The language is also called Mimi, Mima or Biltine; the name "Mimi", however, is also applied to two extinct languages of the area; Mimi of Nachtigal and Mimi of Decorse.

Wolf (2010) provides lexical data for the Kouchane, Sounta, Yaouada, and Tere dialects of Amdang.

==Bibliography==
- Paul Doornbos & M. Lionel Bender. 1983. "Languages of Wadai-Darfur", in ed. M. Lionel Bender, Nilo-Saharan Language Studies, African Studies Center, Michigan State University
- Joseph Greenberg. 1972. "On the identity of Jungraithmayr's Mimi", Africana Marburgensia 5.2: 45–49. Mouton, The Hague.
- H. Jungraithmayr. 1971. "How many Mimi Languages are there?", Africana Marburgensia 4.2: 62–69.

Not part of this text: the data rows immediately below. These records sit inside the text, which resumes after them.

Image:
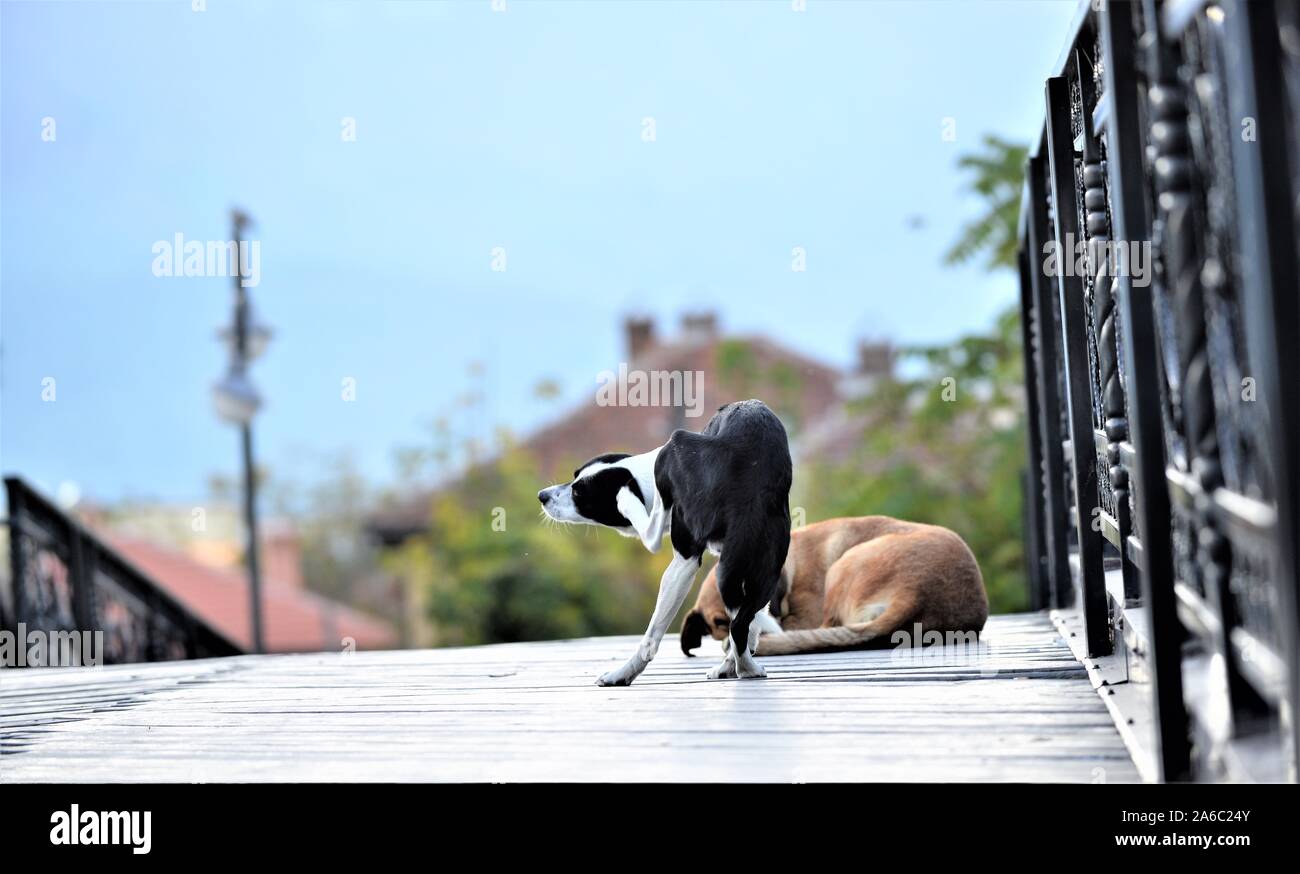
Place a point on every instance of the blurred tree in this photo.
(492, 571)
(945, 448)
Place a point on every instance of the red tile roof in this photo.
(294, 619)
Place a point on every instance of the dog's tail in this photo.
(883, 622)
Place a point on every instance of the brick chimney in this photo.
(875, 358)
(640, 336)
(698, 327)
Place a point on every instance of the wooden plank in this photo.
(1018, 706)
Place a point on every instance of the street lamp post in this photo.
(237, 401)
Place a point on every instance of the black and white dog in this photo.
(724, 489)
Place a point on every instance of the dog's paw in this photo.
(724, 671)
(614, 678)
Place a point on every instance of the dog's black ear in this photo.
(693, 631)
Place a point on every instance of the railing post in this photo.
(1047, 390)
(1270, 277)
(1078, 389)
(1036, 558)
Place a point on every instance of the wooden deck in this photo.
(1021, 709)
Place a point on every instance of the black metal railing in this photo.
(1164, 370)
(65, 582)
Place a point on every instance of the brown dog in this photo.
(853, 583)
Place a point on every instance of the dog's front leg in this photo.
(672, 591)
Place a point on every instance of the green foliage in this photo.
(495, 571)
(997, 178)
(945, 448)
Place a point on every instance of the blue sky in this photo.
(475, 129)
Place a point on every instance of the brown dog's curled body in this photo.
(850, 583)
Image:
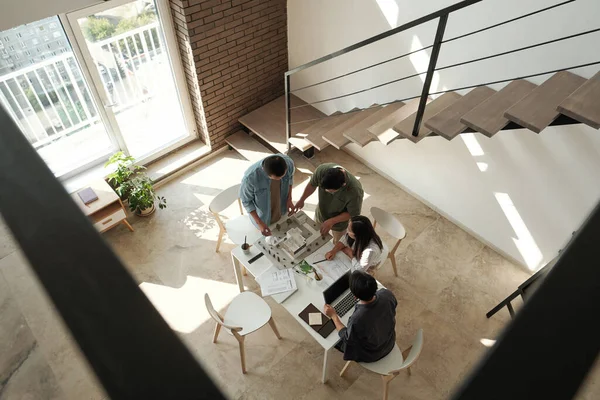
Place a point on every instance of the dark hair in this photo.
(363, 234)
(362, 285)
(333, 179)
(275, 166)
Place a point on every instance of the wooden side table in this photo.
(106, 212)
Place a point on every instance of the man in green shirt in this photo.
(340, 198)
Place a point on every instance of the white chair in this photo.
(237, 228)
(391, 365)
(393, 227)
(247, 313)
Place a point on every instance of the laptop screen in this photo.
(337, 289)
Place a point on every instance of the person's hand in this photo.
(348, 251)
(299, 206)
(264, 229)
(326, 227)
(329, 311)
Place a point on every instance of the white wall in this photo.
(520, 192)
(14, 12)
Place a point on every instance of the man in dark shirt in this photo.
(370, 334)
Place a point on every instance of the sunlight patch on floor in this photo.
(183, 308)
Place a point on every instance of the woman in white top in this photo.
(361, 243)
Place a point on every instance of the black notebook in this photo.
(325, 327)
(87, 195)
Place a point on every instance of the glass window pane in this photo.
(49, 100)
(128, 48)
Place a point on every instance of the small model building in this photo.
(294, 242)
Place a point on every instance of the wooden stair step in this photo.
(447, 122)
(359, 133)
(488, 118)
(248, 147)
(405, 127)
(383, 129)
(314, 133)
(583, 105)
(336, 137)
(268, 122)
(538, 109)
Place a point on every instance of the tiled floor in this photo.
(447, 281)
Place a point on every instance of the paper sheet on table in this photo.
(274, 281)
(333, 269)
(315, 319)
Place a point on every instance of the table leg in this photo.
(238, 273)
(325, 357)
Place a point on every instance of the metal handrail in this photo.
(442, 15)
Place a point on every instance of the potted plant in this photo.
(141, 196)
(125, 169)
(133, 186)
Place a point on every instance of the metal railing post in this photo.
(288, 113)
(437, 44)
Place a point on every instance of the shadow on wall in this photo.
(512, 195)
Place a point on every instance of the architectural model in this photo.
(293, 238)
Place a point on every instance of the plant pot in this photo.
(146, 212)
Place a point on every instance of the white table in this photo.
(307, 293)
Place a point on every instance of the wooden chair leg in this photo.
(242, 352)
(343, 371)
(386, 385)
(393, 260)
(217, 330)
(274, 327)
(221, 232)
(126, 223)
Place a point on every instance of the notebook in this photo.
(324, 328)
(87, 195)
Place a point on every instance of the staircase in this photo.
(564, 98)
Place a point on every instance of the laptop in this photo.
(338, 295)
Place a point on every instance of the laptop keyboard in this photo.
(345, 304)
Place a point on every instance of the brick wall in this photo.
(234, 54)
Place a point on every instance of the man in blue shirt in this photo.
(266, 190)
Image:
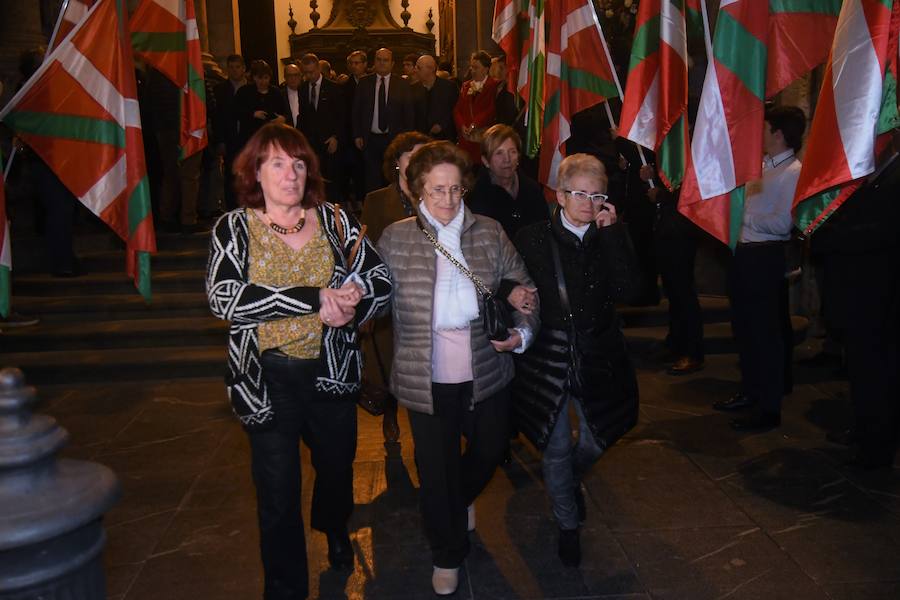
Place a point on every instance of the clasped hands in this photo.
(337, 306)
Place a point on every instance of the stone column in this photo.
(20, 30)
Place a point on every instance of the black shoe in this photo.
(736, 402)
(569, 547)
(579, 503)
(340, 552)
(843, 437)
(757, 422)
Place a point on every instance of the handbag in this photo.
(372, 395)
(495, 317)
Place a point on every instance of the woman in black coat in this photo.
(579, 359)
(503, 192)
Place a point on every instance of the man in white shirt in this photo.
(757, 286)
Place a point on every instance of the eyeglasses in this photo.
(578, 195)
(455, 191)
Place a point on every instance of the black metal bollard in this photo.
(51, 534)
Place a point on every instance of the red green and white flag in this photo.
(857, 108)
(726, 148)
(164, 34)
(79, 112)
(5, 253)
(800, 34)
(532, 72)
(73, 12)
(654, 110)
(579, 76)
(510, 30)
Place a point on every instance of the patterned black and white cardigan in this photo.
(246, 305)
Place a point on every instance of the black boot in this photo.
(569, 547)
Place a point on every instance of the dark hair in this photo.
(258, 68)
(401, 144)
(257, 150)
(431, 155)
(483, 57)
(790, 121)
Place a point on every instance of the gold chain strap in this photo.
(483, 289)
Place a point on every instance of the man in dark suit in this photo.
(351, 156)
(382, 108)
(291, 91)
(322, 118)
(225, 121)
(434, 100)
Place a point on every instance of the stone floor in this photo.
(683, 508)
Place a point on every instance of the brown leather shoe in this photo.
(685, 365)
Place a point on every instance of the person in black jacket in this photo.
(503, 192)
(382, 108)
(434, 99)
(258, 103)
(861, 299)
(322, 119)
(595, 379)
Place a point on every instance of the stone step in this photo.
(716, 309)
(129, 305)
(131, 333)
(119, 364)
(717, 337)
(162, 281)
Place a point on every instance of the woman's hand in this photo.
(523, 299)
(606, 216)
(509, 344)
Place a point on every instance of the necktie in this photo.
(382, 105)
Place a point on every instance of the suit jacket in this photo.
(225, 119)
(401, 116)
(287, 103)
(435, 107)
(328, 119)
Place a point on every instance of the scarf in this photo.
(455, 298)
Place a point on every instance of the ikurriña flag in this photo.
(164, 34)
(579, 76)
(857, 108)
(726, 148)
(79, 113)
(656, 95)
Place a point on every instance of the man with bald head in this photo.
(434, 99)
(382, 108)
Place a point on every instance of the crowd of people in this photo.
(452, 226)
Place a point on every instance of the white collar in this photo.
(578, 230)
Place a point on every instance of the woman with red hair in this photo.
(295, 276)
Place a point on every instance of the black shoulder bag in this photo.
(495, 317)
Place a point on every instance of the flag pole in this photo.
(612, 68)
(62, 11)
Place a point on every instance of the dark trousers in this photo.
(761, 322)
(675, 256)
(373, 156)
(863, 296)
(449, 483)
(329, 430)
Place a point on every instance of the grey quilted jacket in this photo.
(412, 261)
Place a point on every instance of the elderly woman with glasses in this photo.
(446, 372)
(582, 262)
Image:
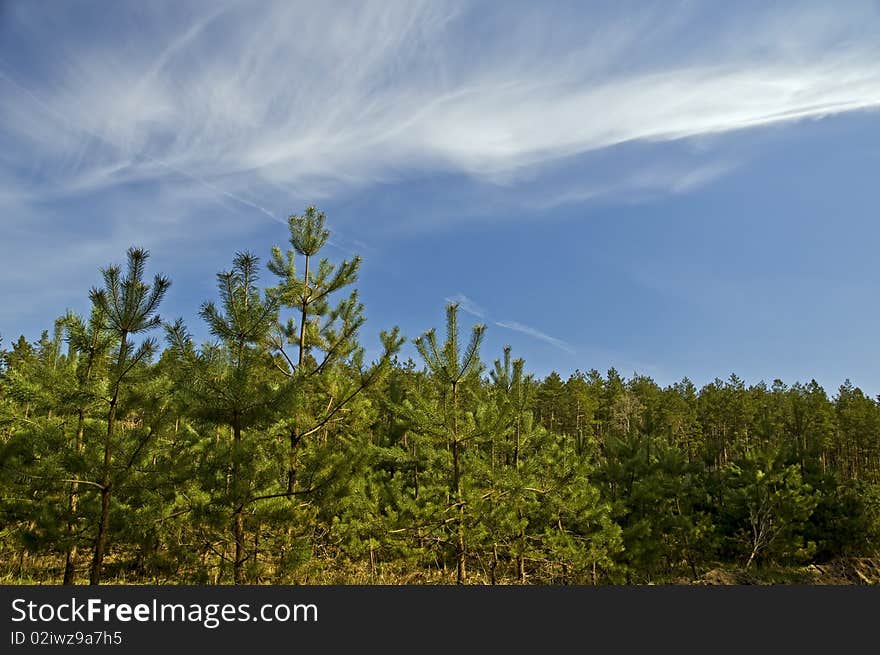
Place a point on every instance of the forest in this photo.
(275, 453)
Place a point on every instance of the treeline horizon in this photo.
(274, 453)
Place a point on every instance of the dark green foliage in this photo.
(275, 453)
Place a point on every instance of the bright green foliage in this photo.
(275, 453)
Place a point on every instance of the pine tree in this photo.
(446, 413)
(327, 372)
(233, 383)
(128, 306)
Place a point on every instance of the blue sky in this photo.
(674, 189)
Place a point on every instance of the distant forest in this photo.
(275, 454)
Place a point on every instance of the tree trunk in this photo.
(104, 522)
(70, 555)
(460, 573)
(237, 517)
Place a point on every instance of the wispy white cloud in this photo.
(466, 304)
(537, 334)
(317, 99)
(471, 307)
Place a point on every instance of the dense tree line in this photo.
(275, 453)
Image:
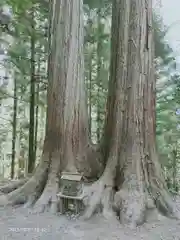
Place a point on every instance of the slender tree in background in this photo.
(14, 128)
(31, 156)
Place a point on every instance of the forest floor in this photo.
(18, 224)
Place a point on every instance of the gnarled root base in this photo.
(99, 195)
(30, 190)
(12, 186)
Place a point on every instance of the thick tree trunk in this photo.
(31, 155)
(14, 128)
(66, 145)
(129, 137)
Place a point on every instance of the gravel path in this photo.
(17, 224)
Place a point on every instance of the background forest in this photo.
(23, 84)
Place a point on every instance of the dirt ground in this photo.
(18, 224)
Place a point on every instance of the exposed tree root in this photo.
(48, 198)
(13, 185)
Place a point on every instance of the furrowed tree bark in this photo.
(129, 135)
(66, 146)
(101, 192)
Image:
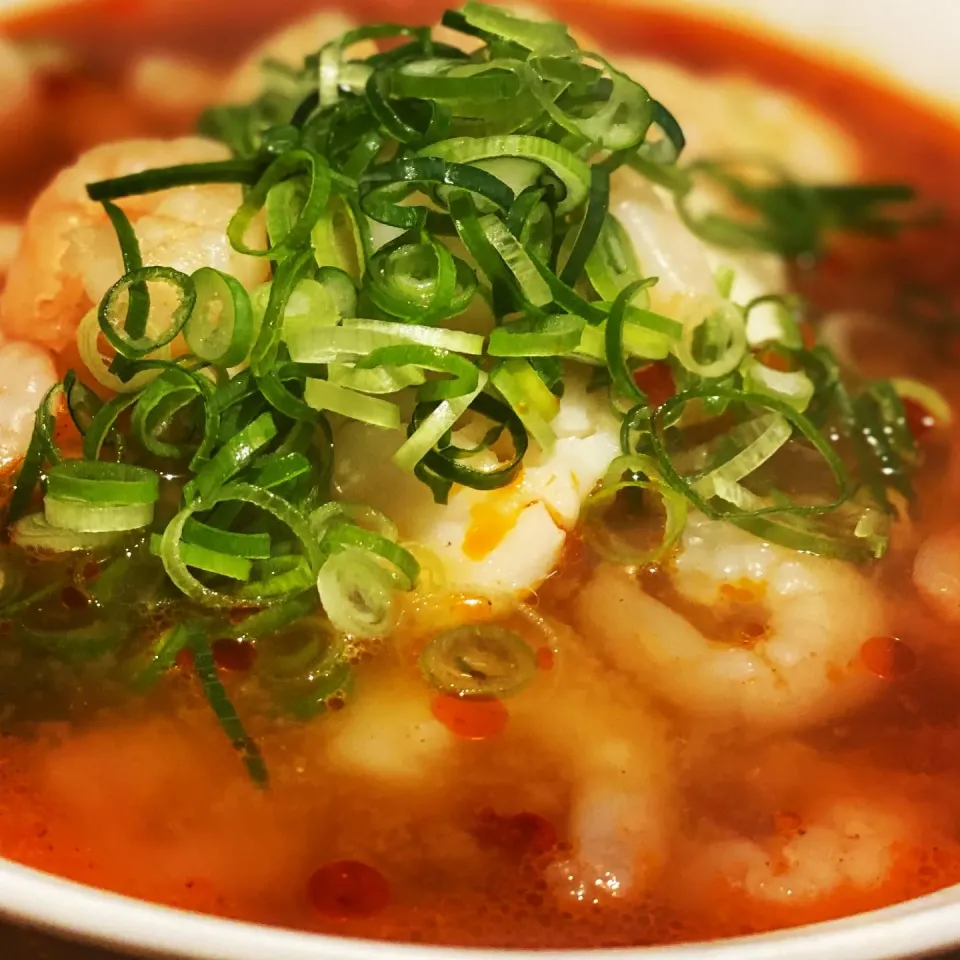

- H. MacMichael. 1967 (1922). A History of the Arabs in the Sudan. Barnes and Noble, New York.
- H. Carbou. 1912. La Région du Tchad et du Ouadai. Leroux, Paris.
- M. Gaudefroy-Demombynes. 1907. Documents sur Les Langues de l'Oubangui–Chari, Actes du XIVe Congres des Orientalistes (Alger 1905). Paris.